For years, Aspengren talked with researchers and gathered information about PMTS. With a degree in public policy and nonprofit management from the University of Minnesota’s Humphrey School of Public Affairs, she had two decades of experience working with social entrepreneurs, establishing partnerships, and building community-based networks. Finally confident that what her family had been through was not unique, she quit her job in December 2020 and started working full-time to build the organization that would provide support for families of children after a life-threatening injury or illness. She and her team launched Alongside in December 2021.
One of the organization’s main offerings is a six-session course. The program uses a curriculum developed in Australia that teaches coping skills to caregivers and helps people connect with others who understand what they’re going through. The organization started small through word of mouth, but Aspengren says the team is working on building partnerships with a pediatric hospital and an insurance provider. One goal is for families to get calls within the first few weeks after discharge, checking in on potential signs of trauma and providing information about options for support.
Already, their work is striking a nerve, Aspengren says. At any type of meeting where someone on the team mentions the organization’s goals, someone always responds with a story about a niece, cousin, or other child they know with a related experience. Given the spotlight that the pandemic put on children’s mental health, Alongside is also tapping into a growing recognition that even young children can experience psychological distress and that those experiences deserve attention.
Carina Aleckson participated in Alongside’s first group session, which took place over Zoom starting in April 2022. Her 7-year-old daughter Ellie has Down syndrome and required an urgent birth, a stint in the NICU, and several hospital stays of a week or more for respiratory issues early in life. Then in January 2019, Ellie fell at home and broke her neck, dislocating her spine from her skull. She spent nearly two months in the hospital, needed to have a tracheostomy tube put in, and used a cervical halo for nine months. It was a long journey, says Aleckson, who works as a project manager at a large nonprofit. But because the hospital’s social workers were stretched so thin, she didn’t feel like they had the bandwidth to help them cope with the trauma.
Immediately in her first Alongside session, she says, she felt comfortable sharing in a way she rarely could with friends. The group normalized the stress parents feel when their child has a serious medical issue. With a shared experience, the connection was instantaneous.

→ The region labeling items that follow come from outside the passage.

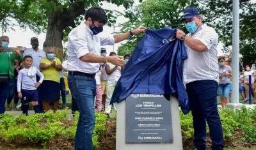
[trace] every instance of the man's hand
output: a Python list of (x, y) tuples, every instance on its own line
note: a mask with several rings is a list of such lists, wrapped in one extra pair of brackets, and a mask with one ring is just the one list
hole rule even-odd
[(122, 66), (125, 64), (125, 61), (124, 60), (123, 56), (109, 56), (108, 57), (108, 60), (109, 61), (109, 62), (118, 66)]
[(185, 35), (185, 33), (180, 29), (177, 29), (176, 31), (176, 38), (179, 40), (180, 40), (181, 36)]
[(147, 28), (145, 27), (139, 27), (132, 31), (132, 33), (134, 35), (137, 35), (141, 33), (145, 33)]
[(41, 83), (40, 82), (37, 82), (37, 83), (36, 83), (36, 84), (35, 84), (35, 86), (36, 87), (36, 88), (37, 87), (38, 87), (38, 86), (40, 86), (40, 85), (41, 85)]
[(56, 65), (56, 62), (55, 62), (55, 61), (52, 61), (52, 62), (51, 63), (51, 66), (55, 66), (55, 65)]
[(19, 52), (17, 52), (17, 51), (15, 52), (15, 55), (17, 56), (20, 56), (20, 54)]
[(21, 92), (18, 92), (18, 97), (20, 98), (22, 98), (22, 94), (21, 94)]

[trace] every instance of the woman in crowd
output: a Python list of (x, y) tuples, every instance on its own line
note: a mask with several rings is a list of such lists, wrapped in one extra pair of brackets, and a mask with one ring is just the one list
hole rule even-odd
[(225, 64), (225, 57), (221, 57), (218, 59), (220, 68), (220, 84), (219, 84), (219, 94), (220, 101), (222, 108), (225, 108), (227, 103), (229, 101), (229, 93), (230, 93), (231, 86), (231, 76), (232, 70), (231, 68)]
[(241, 94), (241, 96), (242, 96), (243, 100), (244, 100), (244, 102), (246, 103), (247, 102), (248, 100), (246, 99), (246, 94), (245, 94), (245, 88), (244, 88), (244, 70), (243, 70), (242, 72), (241, 73), (240, 77), (239, 77), (239, 92)]
[(0, 114), (5, 112), (5, 102), (9, 94), (9, 87), (14, 77), (14, 61), (22, 61), (23, 57), (12, 49), (8, 48), (9, 38), (0, 37)]
[(41, 96), (43, 100), (43, 107), (45, 112), (49, 108), (49, 101), (53, 101), (53, 112), (57, 111), (60, 100), (60, 72), (62, 70), (62, 64), (58, 58), (54, 57), (53, 47), (46, 48), (46, 58), (42, 58), (40, 68), (44, 76), (44, 82), (41, 86)]
[(21, 69), (20, 67), (20, 63), (21, 61), (19, 61), (19, 60), (16, 59), (15, 61), (15, 64), (14, 66), (14, 77), (13, 79), (12, 79), (12, 82), (11, 84), (10, 85), (10, 89), (9, 89), (9, 96), (7, 98), (7, 107), (6, 107), (6, 110), (9, 111), (10, 110), (10, 104), (11, 103), (12, 99), (13, 98), (14, 96), (14, 105), (13, 105), (13, 108), (12, 109), (12, 110), (17, 110), (16, 107), (17, 104), (19, 102), (19, 100), (20, 99), (18, 97), (18, 92), (17, 91), (17, 79), (18, 79), (18, 73), (20, 70)]
[[(116, 56), (114, 52), (110, 53), (109, 56)], [(111, 110), (111, 105), (109, 105), (115, 87), (121, 77), (121, 71), (124, 66), (117, 66), (111, 63), (108, 63), (105, 67), (106, 72), (108, 74), (107, 79), (107, 100), (105, 104), (105, 114), (109, 114)], [(114, 103), (114, 109), (116, 109), (116, 103)]]
[[(245, 88), (245, 93), (246, 95), (247, 98), (249, 98), (249, 77), (250, 75), (251, 77), (251, 93), (252, 95), (253, 98), (254, 98), (254, 89), (255, 89), (255, 85), (254, 85), (254, 71), (251, 70), (251, 68), (248, 66), (246, 65), (245, 66), (246, 71), (244, 71), (244, 88)], [(246, 100), (244, 102), (246, 102), (247, 100)]]

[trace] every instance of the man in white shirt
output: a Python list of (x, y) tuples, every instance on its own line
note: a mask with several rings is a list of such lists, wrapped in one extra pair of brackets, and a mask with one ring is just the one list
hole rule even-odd
[[(45, 52), (38, 49), (39, 41), (37, 38), (33, 37), (30, 40), (30, 44), (32, 45), (32, 48), (26, 50), (23, 56), (30, 56), (33, 57), (33, 63), (32, 66), (35, 66), (38, 70), (40, 70), (39, 68), (40, 63), (41, 62), (41, 59), (43, 57), (46, 57)], [(38, 82), (40, 80), (40, 77), (36, 75), (36, 82)], [(38, 87), (37, 89), (37, 92), (38, 94), (38, 106), (39, 109), (42, 113), (44, 113), (43, 109), (43, 103), (41, 98), (41, 94), (40, 92), (40, 87)]]
[(106, 36), (98, 33), (107, 23), (103, 9), (92, 7), (86, 11), (85, 22), (72, 29), (67, 42), (68, 87), (78, 106), (79, 119), (76, 134), (75, 149), (93, 150), (92, 132), (95, 123), (94, 99), (96, 94), (95, 73), (100, 63), (110, 62), (116, 66), (125, 63), (122, 56), (101, 56), (100, 46), (113, 45), (133, 34), (145, 33), (138, 27), (127, 33)]
[(192, 149), (206, 149), (207, 122), (212, 149), (223, 150), (223, 131), (217, 107), (218, 35), (212, 27), (203, 24), (195, 8), (186, 9), (182, 20), (189, 33), (177, 29), (176, 37), (184, 41), (188, 54), (183, 78), (193, 119), (195, 147)]

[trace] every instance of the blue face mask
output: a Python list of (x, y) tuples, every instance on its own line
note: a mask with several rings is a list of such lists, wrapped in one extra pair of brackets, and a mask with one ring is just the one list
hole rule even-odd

“Because the other parents in the group have also experienced different and devastating things, I didn’t feel like I had to sugarcoat things,” she says. “I didn’t have trouble saying the real hard stuff.”
For Aspengren, it’s about time that people started to feel that kind of validation. Her son finally stopped screaming at 16 months old when, she later learned, he had reached a developmental stage where he was able to associate home with safety. But she didn’t find the right supports for him until he was 7. He’s now a healthy 11-year-old, and Aspengren wants to spare others what her family endured.
“We don’t want any family to ever wait that long.”